As the title promised, the 71 lots were a mixture of Old Master and modern works drawn from around the world, for the most part of the highest quality available to the market, although there were one or two slight embarrassments in such company.
Luckily, the Rembrandt and the principal Gerhard Richter did very well. The Rembrandt was the lovely little —8¾in by 6½in — self-portrait in ruff and black hat of 1632, painted when he was 26 and launching himself into the career of a fashionable Amsterdam portraitist. It was an advertisement and the smart clothes proclaimed him the equal of the clients he intended to attract.
I remember it on its previous visit to Sotheby’s in 1970, when it made £650, at a guess perhaps £15,000 today. This time around, it topped the sale at £14,549,400.
Drawing on a 1986 interview with Gerhard Richter, Benjamin H. D. Buchloh concluded: ‘Ever changing, fluid and ephemeral, clouds are to Richter Nature’s own form of abstract painting.’
Richter (b. 1932) is perhaps the most enjoyed contemporary German painter because his beautiful and poetic land and skyscapes stand proudly in the historical traditions of Friedrich, Constable and Turner.

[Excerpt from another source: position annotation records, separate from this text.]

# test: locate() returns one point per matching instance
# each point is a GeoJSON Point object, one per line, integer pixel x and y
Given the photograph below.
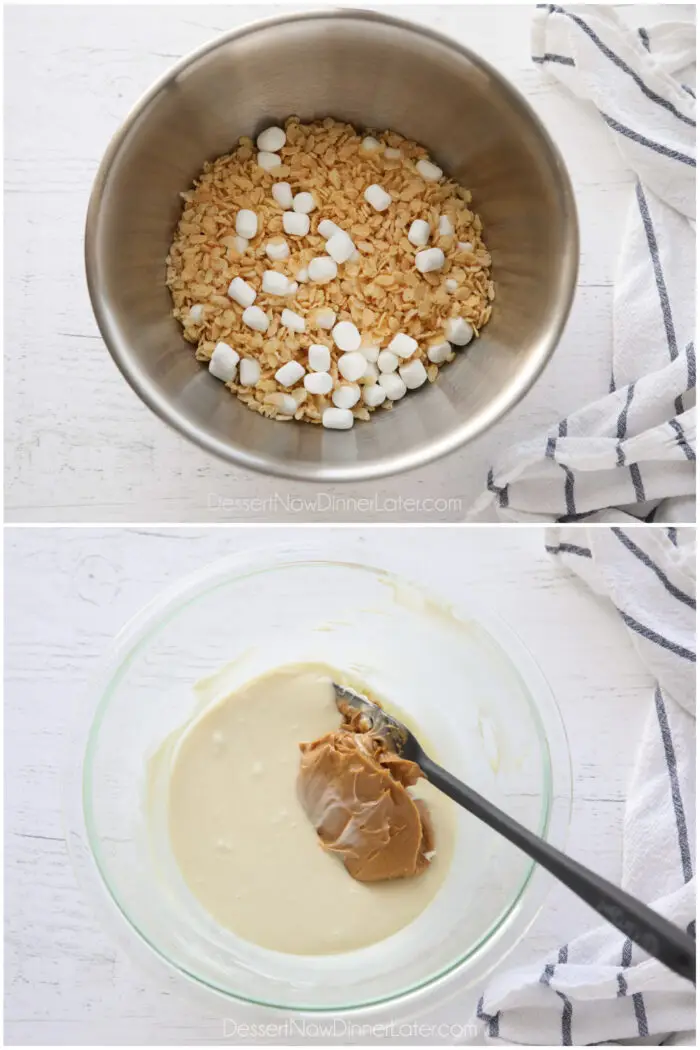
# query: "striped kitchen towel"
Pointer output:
{"type": "Point", "coordinates": [634, 449]}
{"type": "Point", "coordinates": [600, 986]}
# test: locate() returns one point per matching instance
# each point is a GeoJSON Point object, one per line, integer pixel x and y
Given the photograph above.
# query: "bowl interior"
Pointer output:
{"type": "Point", "coordinates": [373, 71]}
{"type": "Point", "coordinates": [481, 715]}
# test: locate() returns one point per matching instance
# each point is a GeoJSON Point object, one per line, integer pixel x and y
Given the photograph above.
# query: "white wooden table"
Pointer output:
{"type": "Point", "coordinates": [81, 445]}
{"type": "Point", "coordinates": [69, 590]}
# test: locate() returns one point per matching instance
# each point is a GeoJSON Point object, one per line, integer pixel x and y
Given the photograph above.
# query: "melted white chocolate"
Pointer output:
{"type": "Point", "coordinates": [244, 843]}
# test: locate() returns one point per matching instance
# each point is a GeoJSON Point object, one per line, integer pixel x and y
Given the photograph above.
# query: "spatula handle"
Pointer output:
{"type": "Point", "coordinates": [658, 937]}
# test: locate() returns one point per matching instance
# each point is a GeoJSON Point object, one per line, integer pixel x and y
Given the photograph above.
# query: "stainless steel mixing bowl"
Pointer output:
{"type": "Point", "coordinates": [375, 71]}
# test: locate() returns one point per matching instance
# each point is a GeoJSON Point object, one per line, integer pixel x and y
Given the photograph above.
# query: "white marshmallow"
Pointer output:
{"type": "Point", "coordinates": [403, 345]}
{"type": "Point", "coordinates": [370, 144]}
{"type": "Point", "coordinates": [414, 374]}
{"type": "Point", "coordinates": [268, 161]}
{"type": "Point", "coordinates": [293, 321]}
{"type": "Point", "coordinates": [337, 419]}
{"type": "Point", "coordinates": [377, 197]}
{"type": "Point", "coordinates": [241, 292]}
{"type": "Point", "coordinates": [429, 171]}
{"type": "Point", "coordinates": [256, 319]}
{"type": "Point", "coordinates": [275, 284]}
{"type": "Point", "coordinates": [282, 194]}
{"type": "Point", "coordinates": [295, 224]}
{"type": "Point", "coordinates": [318, 382]}
{"type": "Point", "coordinates": [346, 396]}
{"type": "Point", "coordinates": [387, 361]}
{"type": "Point", "coordinates": [277, 250]}
{"type": "Point", "coordinates": [290, 374]}
{"type": "Point", "coordinates": [246, 224]}
{"type": "Point", "coordinates": [324, 317]}
{"type": "Point", "coordinates": [319, 357]}
{"type": "Point", "coordinates": [303, 203]}
{"type": "Point", "coordinates": [224, 362]}
{"type": "Point", "coordinates": [352, 366]}
{"type": "Point", "coordinates": [373, 396]}
{"type": "Point", "coordinates": [271, 140]}
{"type": "Point", "coordinates": [283, 402]}
{"type": "Point", "coordinates": [326, 228]}
{"type": "Point", "coordinates": [393, 385]}
{"type": "Point", "coordinates": [322, 269]}
{"type": "Point", "coordinates": [346, 336]}
{"type": "Point", "coordinates": [429, 259]}
{"type": "Point", "coordinates": [439, 352]}
{"type": "Point", "coordinates": [249, 372]}
{"type": "Point", "coordinates": [419, 232]}
{"type": "Point", "coordinates": [459, 332]}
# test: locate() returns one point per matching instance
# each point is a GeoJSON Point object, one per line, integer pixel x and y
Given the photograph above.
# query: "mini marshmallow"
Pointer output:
{"type": "Point", "coordinates": [326, 228]}
{"type": "Point", "coordinates": [322, 269]}
{"type": "Point", "coordinates": [439, 352]}
{"type": "Point", "coordinates": [340, 247]}
{"type": "Point", "coordinates": [324, 317]}
{"type": "Point", "coordinates": [346, 396]}
{"type": "Point", "coordinates": [403, 345]}
{"type": "Point", "coordinates": [283, 402]}
{"type": "Point", "coordinates": [370, 144]}
{"type": "Point", "coordinates": [419, 232]}
{"type": "Point", "coordinates": [224, 362]}
{"type": "Point", "coordinates": [429, 171]}
{"type": "Point", "coordinates": [337, 419]}
{"type": "Point", "coordinates": [277, 250]}
{"type": "Point", "coordinates": [296, 224]}
{"type": "Point", "coordinates": [346, 336]}
{"type": "Point", "coordinates": [303, 203]}
{"type": "Point", "coordinates": [275, 284]}
{"type": "Point", "coordinates": [319, 357]}
{"type": "Point", "coordinates": [387, 361]}
{"type": "Point", "coordinates": [271, 140]}
{"type": "Point", "coordinates": [377, 197]}
{"type": "Point", "coordinates": [352, 366]}
{"type": "Point", "coordinates": [374, 396]}
{"type": "Point", "coordinates": [393, 385]}
{"type": "Point", "coordinates": [256, 319]}
{"type": "Point", "coordinates": [414, 374]}
{"type": "Point", "coordinates": [241, 292]}
{"type": "Point", "coordinates": [290, 374]}
{"type": "Point", "coordinates": [268, 161]}
{"type": "Point", "coordinates": [318, 382]}
{"type": "Point", "coordinates": [282, 194]}
{"type": "Point", "coordinates": [459, 332]}
{"type": "Point", "coordinates": [293, 321]}
{"type": "Point", "coordinates": [249, 372]}
{"type": "Point", "coordinates": [246, 224]}
{"type": "Point", "coordinates": [429, 259]}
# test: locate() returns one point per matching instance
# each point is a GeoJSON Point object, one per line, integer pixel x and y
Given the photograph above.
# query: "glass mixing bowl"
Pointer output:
{"type": "Point", "coordinates": [461, 676]}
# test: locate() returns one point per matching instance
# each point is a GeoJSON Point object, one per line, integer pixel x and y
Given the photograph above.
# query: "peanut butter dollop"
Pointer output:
{"type": "Point", "coordinates": [355, 793]}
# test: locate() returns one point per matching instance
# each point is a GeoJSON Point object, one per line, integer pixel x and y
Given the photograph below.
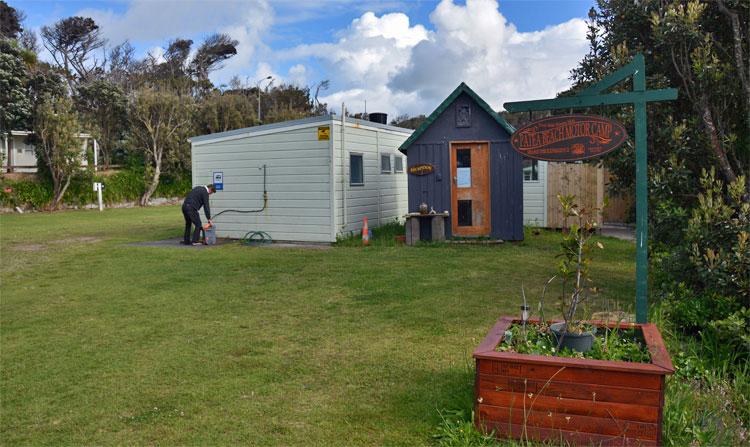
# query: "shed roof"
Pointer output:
{"type": "Point", "coordinates": [462, 88]}
{"type": "Point", "coordinates": [281, 126]}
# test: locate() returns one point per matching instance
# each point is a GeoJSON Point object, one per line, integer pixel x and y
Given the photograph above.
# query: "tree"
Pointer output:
{"type": "Point", "coordinates": [121, 66]}
{"type": "Point", "coordinates": [57, 144]}
{"type": "Point", "coordinates": [72, 43]}
{"type": "Point", "coordinates": [157, 116]}
{"type": "Point", "coordinates": [16, 106]}
{"type": "Point", "coordinates": [10, 21]}
{"type": "Point", "coordinates": [698, 47]}
{"type": "Point", "coordinates": [215, 49]}
{"type": "Point", "coordinates": [220, 112]}
{"type": "Point", "coordinates": [707, 80]}
{"type": "Point", "coordinates": [103, 105]}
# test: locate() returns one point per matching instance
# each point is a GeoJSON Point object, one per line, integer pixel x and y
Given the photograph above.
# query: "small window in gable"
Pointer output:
{"type": "Point", "coordinates": [385, 164]}
{"type": "Point", "coordinates": [398, 163]}
{"type": "Point", "coordinates": [530, 170]}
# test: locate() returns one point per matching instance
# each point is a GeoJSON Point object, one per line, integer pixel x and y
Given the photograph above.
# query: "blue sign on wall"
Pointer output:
{"type": "Point", "coordinates": [219, 180]}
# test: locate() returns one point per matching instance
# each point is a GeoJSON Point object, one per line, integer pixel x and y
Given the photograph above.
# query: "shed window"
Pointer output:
{"type": "Point", "coordinates": [530, 170]}
{"type": "Point", "coordinates": [356, 170]}
{"type": "Point", "coordinates": [398, 163]}
{"type": "Point", "coordinates": [385, 164]}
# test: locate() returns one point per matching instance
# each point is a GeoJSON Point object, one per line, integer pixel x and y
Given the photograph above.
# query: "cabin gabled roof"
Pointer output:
{"type": "Point", "coordinates": [462, 88]}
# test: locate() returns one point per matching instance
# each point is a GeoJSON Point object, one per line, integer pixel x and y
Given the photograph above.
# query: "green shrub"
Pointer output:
{"type": "Point", "coordinates": [704, 280]}
{"type": "Point", "coordinates": [35, 194]}
{"type": "Point", "coordinates": [123, 186]}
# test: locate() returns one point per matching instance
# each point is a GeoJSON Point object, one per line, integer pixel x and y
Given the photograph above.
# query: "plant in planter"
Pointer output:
{"type": "Point", "coordinates": [529, 385]}
{"type": "Point", "coordinates": [573, 271]}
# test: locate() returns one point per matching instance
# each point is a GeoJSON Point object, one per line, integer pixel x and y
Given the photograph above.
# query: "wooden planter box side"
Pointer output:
{"type": "Point", "coordinates": [579, 401]}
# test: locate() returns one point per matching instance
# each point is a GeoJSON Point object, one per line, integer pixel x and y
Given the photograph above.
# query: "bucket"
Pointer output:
{"type": "Point", "coordinates": [210, 233]}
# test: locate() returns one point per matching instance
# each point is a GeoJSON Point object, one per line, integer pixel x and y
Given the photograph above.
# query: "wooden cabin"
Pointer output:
{"type": "Point", "coordinates": [460, 160]}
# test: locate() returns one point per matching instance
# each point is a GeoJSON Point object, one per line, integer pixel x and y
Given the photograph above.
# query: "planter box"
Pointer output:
{"type": "Point", "coordinates": [577, 401]}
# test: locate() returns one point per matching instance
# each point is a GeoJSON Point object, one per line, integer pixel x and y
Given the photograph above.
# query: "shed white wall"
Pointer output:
{"type": "Point", "coordinates": [383, 197]}
{"type": "Point", "coordinates": [298, 183]}
{"type": "Point", "coordinates": [535, 199]}
{"type": "Point", "coordinates": [24, 154]}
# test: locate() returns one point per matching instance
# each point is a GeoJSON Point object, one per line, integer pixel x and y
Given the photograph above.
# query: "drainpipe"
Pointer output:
{"type": "Point", "coordinates": [343, 167]}
{"type": "Point", "coordinates": [10, 149]}
{"type": "Point", "coordinates": [380, 175]}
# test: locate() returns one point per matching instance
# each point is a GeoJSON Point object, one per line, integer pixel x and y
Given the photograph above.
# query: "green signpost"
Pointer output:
{"type": "Point", "coordinates": [594, 96]}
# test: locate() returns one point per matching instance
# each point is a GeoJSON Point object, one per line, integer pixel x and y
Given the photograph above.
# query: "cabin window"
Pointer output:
{"type": "Point", "coordinates": [356, 170]}
{"type": "Point", "coordinates": [530, 170]}
{"type": "Point", "coordinates": [398, 163]}
{"type": "Point", "coordinates": [385, 164]}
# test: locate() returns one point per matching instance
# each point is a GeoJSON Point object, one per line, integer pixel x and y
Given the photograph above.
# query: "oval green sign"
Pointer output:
{"type": "Point", "coordinates": [568, 137]}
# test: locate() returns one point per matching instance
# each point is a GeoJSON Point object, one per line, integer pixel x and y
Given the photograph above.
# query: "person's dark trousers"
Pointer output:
{"type": "Point", "coordinates": [191, 218]}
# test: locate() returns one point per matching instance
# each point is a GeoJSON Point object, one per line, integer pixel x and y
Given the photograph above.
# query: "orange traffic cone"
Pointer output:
{"type": "Point", "coordinates": [365, 233]}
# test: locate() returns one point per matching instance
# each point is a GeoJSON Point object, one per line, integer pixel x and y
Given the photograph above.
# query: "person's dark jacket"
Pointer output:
{"type": "Point", "coordinates": [198, 198]}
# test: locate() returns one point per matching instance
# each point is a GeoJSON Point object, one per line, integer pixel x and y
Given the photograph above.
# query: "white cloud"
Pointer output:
{"type": "Point", "coordinates": [298, 74]}
{"type": "Point", "coordinates": [400, 68]}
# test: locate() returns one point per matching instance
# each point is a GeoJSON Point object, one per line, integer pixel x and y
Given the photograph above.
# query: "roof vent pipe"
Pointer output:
{"type": "Point", "coordinates": [381, 118]}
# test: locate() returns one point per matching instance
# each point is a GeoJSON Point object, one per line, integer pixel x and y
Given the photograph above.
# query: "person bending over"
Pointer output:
{"type": "Point", "coordinates": [195, 200]}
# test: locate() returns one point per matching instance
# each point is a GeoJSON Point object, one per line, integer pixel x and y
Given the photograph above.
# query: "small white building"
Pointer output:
{"type": "Point", "coordinates": [321, 178]}
{"type": "Point", "coordinates": [534, 193]}
{"type": "Point", "coordinates": [20, 156]}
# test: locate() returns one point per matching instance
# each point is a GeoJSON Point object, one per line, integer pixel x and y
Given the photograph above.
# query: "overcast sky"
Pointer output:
{"type": "Point", "coordinates": [399, 56]}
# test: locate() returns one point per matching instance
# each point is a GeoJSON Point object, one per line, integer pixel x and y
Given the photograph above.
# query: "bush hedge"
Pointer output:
{"type": "Point", "coordinates": [123, 186]}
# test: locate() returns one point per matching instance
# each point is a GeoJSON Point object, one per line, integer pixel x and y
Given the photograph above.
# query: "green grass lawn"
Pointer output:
{"type": "Point", "coordinates": [102, 342]}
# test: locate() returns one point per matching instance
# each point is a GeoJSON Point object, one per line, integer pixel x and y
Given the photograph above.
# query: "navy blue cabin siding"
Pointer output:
{"type": "Point", "coordinates": [506, 184]}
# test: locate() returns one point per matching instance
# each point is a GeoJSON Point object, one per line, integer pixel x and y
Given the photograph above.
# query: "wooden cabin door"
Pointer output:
{"type": "Point", "coordinates": [470, 189]}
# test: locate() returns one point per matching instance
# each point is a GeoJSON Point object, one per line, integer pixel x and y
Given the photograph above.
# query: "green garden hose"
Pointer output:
{"type": "Point", "coordinates": [255, 238]}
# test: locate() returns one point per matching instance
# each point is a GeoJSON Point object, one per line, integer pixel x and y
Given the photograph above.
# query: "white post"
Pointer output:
{"type": "Point", "coordinates": [99, 195]}
{"type": "Point", "coordinates": [96, 155]}
{"type": "Point", "coordinates": [98, 188]}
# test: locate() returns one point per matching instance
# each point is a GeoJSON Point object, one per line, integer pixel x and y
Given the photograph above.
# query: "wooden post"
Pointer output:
{"type": "Point", "coordinates": [641, 196]}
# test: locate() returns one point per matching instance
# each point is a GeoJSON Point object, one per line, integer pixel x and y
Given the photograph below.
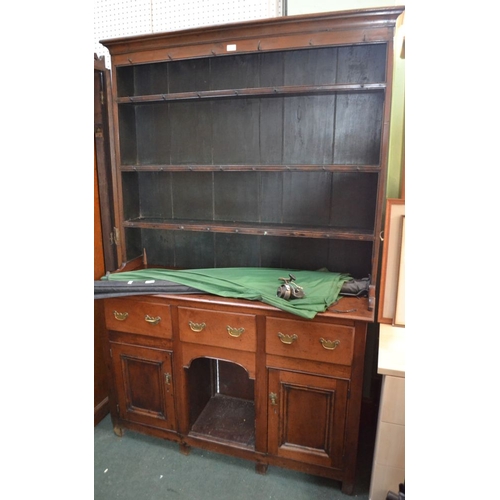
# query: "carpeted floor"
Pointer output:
{"type": "Point", "coordinates": [139, 467]}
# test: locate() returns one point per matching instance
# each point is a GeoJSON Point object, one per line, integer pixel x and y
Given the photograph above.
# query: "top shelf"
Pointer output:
{"type": "Point", "coordinates": [254, 92]}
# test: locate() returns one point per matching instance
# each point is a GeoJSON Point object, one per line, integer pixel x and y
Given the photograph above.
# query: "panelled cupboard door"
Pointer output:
{"type": "Point", "coordinates": [307, 417]}
{"type": "Point", "coordinates": [144, 387]}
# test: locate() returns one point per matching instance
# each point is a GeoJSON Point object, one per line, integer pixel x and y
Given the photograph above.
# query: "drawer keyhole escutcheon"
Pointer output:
{"type": "Point", "coordinates": [329, 344]}
{"type": "Point", "coordinates": [120, 316]}
{"type": "Point", "coordinates": [197, 327]}
{"type": "Point", "coordinates": [274, 398]}
{"type": "Point", "coordinates": [151, 320]}
{"type": "Point", "coordinates": [287, 339]}
{"type": "Point", "coordinates": [234, 332]}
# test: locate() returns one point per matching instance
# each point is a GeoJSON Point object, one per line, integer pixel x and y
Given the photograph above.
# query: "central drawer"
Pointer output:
{"type": "Point", "coordinates": [220, 329]}
{"type": "Point", "coordinates": [310, 340]}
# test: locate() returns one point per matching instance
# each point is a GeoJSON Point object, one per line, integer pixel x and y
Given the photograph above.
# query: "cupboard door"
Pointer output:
{"type": "Point", "coordinates": [307, 416]}
{"type": "Point", "coordinates": [144, 388]}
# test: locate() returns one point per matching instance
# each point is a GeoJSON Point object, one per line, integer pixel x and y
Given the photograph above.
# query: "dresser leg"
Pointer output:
{"type": "Point", "coordinates": [347, 488]}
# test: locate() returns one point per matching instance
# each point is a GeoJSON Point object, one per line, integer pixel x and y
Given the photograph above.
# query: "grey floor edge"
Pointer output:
{"type": "Point", "coordinates": [139, 467]}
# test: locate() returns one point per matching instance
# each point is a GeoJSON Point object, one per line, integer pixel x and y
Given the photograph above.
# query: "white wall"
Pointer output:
{"type": "Point", "coordinates": [295, 7]}
{"type": "Point", "coordinates": [119, 18]}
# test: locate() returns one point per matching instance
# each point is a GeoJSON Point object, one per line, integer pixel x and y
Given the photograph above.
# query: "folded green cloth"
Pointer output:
{"type": "Point", "coordinates": [321, 288]}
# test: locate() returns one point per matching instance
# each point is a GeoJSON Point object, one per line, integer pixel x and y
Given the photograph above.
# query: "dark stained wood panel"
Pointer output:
{"type": "Point", "coordinates": [350, 257]}
{"type": "Point", "coordinates": [236, 131]}
{"type": "Point", "coordinates": [160, 247]}
{"type": "Point", "coordinates": [236, 196]}
{"type": "Point", "coordinates": [353, 200]}
{"type": "Point", "coordinates": [358, 128]}
{"type": "Point", "coordinates": [153, 133]}
{"type": "Point", "coordinates": [193, 250]}
{"type": "Point", "coordinates": [271, 131]}
{"type": "Point", "coordinates": [188, 75]}
{"type": "Point", "coordinates": [190, 132]}
{"type": "Point", "coordinates": [130, 195]}
{"type": "Point", "coordinates": [310, 67]}
{"type": "Point", "coordinates": [308, 132]}
{"type": "Point", "coordinates": [271, 197]}
{"type": "Point", "coordinates": [128, 137]}
{"type": "Point", "coordinates": [193, 195]}
{"type": "Point", "coordinates": [236, 250]}
{"type": "Point", "coordinates": [234, 72]}
{"type": "Point", "coordinates": [155, 193]}
{"type": "Point", "coordinates": [362, 63]}
{"type": "Point", "coordinates": [306, 198]}
{"type": "Point", "coordinates": [271, 69]}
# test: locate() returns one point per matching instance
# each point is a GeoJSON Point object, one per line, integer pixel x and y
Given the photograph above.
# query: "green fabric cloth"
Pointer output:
{"type": "Point", "coordinates": [321, 288]}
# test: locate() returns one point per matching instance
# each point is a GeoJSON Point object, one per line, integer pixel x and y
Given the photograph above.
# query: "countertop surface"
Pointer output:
{"type": "Point", "coordinates": [391, 352]}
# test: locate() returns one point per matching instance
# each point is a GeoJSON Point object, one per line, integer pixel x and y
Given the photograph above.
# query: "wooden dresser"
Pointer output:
{"type": "Point", "coordinates": [256, 144]}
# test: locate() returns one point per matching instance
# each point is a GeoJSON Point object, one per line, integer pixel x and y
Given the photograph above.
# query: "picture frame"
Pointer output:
{"type": "Point", "coordinates": [391, 256]}
{"type": "Point", "coordinates": [399, 314]}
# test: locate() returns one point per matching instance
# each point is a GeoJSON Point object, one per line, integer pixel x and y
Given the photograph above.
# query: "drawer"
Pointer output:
{"type": "Point", "coordinates": [133, 316]}
{"type": "Point", "coordinates": [221, 329]}
{"type": "Point", "coordinates": [310, 340]}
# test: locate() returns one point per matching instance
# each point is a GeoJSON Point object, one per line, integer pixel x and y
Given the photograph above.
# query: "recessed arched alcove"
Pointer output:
{"type": "Point", "coordinates": [221, 401]}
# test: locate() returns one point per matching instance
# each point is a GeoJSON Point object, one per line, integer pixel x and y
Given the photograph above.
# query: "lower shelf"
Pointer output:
{"type": "Point", "coordinates": [227, 419]}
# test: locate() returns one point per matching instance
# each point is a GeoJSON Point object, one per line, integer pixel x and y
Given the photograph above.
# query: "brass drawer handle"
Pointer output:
{"type": "Point", "coordinates": [197, 327]}
{"type": "Point", "coordinates": [234, 332]}
{"type": "Point", "coordinates": [287, 339]}
{"type": "Point", "coordinates": [151, 320]}
{"type": "Point", "coordinates": [120, 316]}
{"type": "Point", "coordinates": [329, 344]}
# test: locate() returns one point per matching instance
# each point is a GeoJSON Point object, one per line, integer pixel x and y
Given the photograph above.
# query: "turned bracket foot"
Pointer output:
{"type": "Point", "coordinates": [184, 448]}
{"type": "Point", "coordinates": [260, 468]}
{"type": "Point", "coordinates": [119, 431]}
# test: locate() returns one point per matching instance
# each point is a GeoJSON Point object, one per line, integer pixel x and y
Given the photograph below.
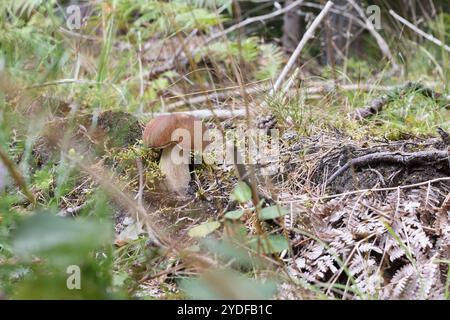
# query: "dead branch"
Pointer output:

They do not challenge and confront, as so many curators would like, but, rather, they draw on the past and renew it.
His Wolken (Fenster) Clouds (Window), four canvases as one with an overall measurement of 157¾in by 78¾in, was painted in 1970 and the four panels themselves represent the window.
It was last on the London market at Christie’s in 2014. It sold then for £6,242,500 and now it reached £10,449,000.